The Large Hadron Collider is on again:
"In the best of all worlds, we'll find evidence for supersymmetry, this quality of particle physics that mathematically has been studied for over 30 years. Personally speaking, 90% of my own work has assumed that supersymmetry is correct and has gone on to then analyze reality with the expectation that we would find it in these collider experiments. Many of us have our fingers crossed that that will happen. At the same time, the last few years, barren as they have been with evidence for supersymmetry, have suggested to some don't hold your breath on this. It may not come through. It may not be what we find."
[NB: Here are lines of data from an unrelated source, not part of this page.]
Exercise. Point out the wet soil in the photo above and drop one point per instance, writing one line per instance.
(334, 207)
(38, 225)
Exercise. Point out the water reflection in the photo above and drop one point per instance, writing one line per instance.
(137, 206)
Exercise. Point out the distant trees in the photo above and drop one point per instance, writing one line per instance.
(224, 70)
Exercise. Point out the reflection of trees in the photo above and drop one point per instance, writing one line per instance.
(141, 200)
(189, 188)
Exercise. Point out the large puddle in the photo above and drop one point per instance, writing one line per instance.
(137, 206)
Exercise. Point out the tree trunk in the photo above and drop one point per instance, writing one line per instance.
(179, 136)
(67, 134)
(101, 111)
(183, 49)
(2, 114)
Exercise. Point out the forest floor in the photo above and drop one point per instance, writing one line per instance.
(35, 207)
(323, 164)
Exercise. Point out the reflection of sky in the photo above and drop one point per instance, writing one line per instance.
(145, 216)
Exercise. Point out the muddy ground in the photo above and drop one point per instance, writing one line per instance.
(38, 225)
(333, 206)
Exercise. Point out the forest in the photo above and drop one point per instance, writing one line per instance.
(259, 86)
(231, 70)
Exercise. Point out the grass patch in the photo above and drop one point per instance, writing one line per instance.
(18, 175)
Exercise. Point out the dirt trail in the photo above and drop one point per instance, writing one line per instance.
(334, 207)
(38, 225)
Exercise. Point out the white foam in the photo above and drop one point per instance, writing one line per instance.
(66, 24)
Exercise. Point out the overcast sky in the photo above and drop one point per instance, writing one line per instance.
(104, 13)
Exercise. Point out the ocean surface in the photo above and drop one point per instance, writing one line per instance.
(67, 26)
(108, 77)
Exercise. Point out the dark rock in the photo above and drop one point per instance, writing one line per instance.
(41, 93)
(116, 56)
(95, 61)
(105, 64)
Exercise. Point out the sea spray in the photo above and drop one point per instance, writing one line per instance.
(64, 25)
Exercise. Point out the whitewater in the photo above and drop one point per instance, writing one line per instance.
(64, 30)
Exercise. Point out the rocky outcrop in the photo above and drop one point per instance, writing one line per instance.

"So it is an important moment. It is interesting circumstances. If you don't find supersymmetry, it doesn't mean it's wrong, it may just need a more powerful machine to reveal it. But if you don't find it, it is hard to make the argument as strongly as you might to build the next machine that might have the capacity to do that. That's really the big one. In parallel to that, finding something completely unexpected would be even better. That smacks every particle physicist in the head and says go back to the drawing board and try to figure it out. That would be enormously exciting."
Confidence in science:
"We use evidence and data to gain more or less confidence in this or that idea regarding how the world is put together and how it works. That's the only basis for having a confidence in a collection of ideas. There is no role for faith or belief as it is used in colloquial language. It simply is evidence, facts and analysis and collectively those can be used to build confidence in an idea."
What it means to be human:
"Finding the balance between the rational and the emotional is one of the deep puzzles and paradoxes and areas of both great concern and great possibility. If I were to give a five word description of the piece we are doing at Lincoln Center on opening night, it really is about the interplay between the rational and emotional, between the scientific and the more humanistic approaches to reality. This is in some sense the lifeblood issue of what it means to be a human in the 21st century. These issues are not to be discounted, they are really to be celebrated."
"In the best of all worlds, people will recognize that the human and emotional side of ourselves need not be suppressed merely because we place confidence in science for extracting the facts of how the world works. Then it is up to us emotionally about what to do with those facts but we need to agree on the basics and that is the part that is most distressing, when we can't even agree on that."
Choice: live out your days on Earth or step into an alternate world for one day?
"If I could take my family with me, I would definitely be tempted to check out an alternate world just for the mind-smacking possibilities and just to see how they're realized out there. But at the end of the day, I am kind of a homebody and I would not want to go that one alone."